Weeks earlier, Montreat College exercised a more traditionally recognized religious exemption. The Christian college, long associated with Billy Graham’s family, required its faculty and staff to sign a document affirming “the sanctity of marriage between one man and one woman” and the “worth of every human being from conception to death.”

Some refused to sign, effectively ending their employment. Students protested and one critic wrote in the local paper that Montreat’s mandate was “alarming and disgusting, treating LGBT Christians as outside the fold.” Of course, such an oath would be forbidden at a public university. But a campus spokesman explained, accurately, that “as a Christian institution of higher learning, U.S. law protects the freedom of institutions like ours to hire and employ based on sincere religious belief.”

And, finally, at the brutal edge of the frame, a mistrial was declared in a Rutherfordton case charging a minister with kidnapping and beating a congregant “to expel his homosexual demons.” As the victim was leaving a prayer service, two dozen church members purportedly surrounded, “punched, slapped and choked him for two hours.” The preacher said God told him “there was something wrong” in the 23-year-old’s life. The young man thought he was going to die. The prosecutor told the jury, “you don’t get to assault people, hurt people and confine people in the name of religion.” Sincere or not.

Now, like many, I applaud some of these claims of religious conscience (at least one) and abhor others. That’s not my point.

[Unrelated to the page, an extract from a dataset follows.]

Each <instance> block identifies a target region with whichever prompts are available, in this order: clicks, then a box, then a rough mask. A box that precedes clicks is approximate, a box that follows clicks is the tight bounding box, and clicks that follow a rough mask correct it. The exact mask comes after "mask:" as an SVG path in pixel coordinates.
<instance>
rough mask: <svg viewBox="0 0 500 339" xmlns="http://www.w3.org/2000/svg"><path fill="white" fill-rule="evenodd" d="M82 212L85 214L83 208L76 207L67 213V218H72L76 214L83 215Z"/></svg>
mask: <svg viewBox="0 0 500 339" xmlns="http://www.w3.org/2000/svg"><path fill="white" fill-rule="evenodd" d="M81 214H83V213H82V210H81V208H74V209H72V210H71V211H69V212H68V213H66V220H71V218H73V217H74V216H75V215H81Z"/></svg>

We regularly see, in public discourse, a claim – as the Alliance Defending Freedom puts it – that an American “should never be forced to act in a way that violates religious conscience.” And as North Carolina can attest, purported claims of religious freedom have become the new and preferred front in the continuing effort to suppress the full dignity of lesbian, gay and transgender people.

But it’s not really possible, in a diverse democracy, to consistently place the claims of religion above the claims of law.

First, the array of proffered religious liberties is boundless. The Supreme Court itself has entertained cases involving faith-based commands to engage in polygamy, smoke peyote, conduct live-animal slaughter and refuse the draft, taxes, vaccinations, photo IDs, social security and school past the eighth grade.

Second, you cannot, in a system of religious freedom, allow government to sort between good and bad, worthy and unworthy, religious claims. Were a public official to undertake such a classification, he would violate the central premise of the First Amendment.

Third, most free-exercise claims are arguments for special exemption from admittedly constitutional rules of general application. Amish plaintiffs didn’t say truancy laws were impermissible, just that they couldn’t be applied to them. Bob Jones University didn’t argue civil rights laws were void; it demanded immunity from enforcement. They are, at bottom, pleas for special rights. As a result, they pose stark tension with the rule of law.

Of course the answer for free-exercise zealots, including those in the General Assembly, is typically a pragmatic one. Accommodate my religion. Don’t bother with the rest.

Gene Nichol is the Boyd Tinsley Distinguished Professor at UNC-Chapel Hill.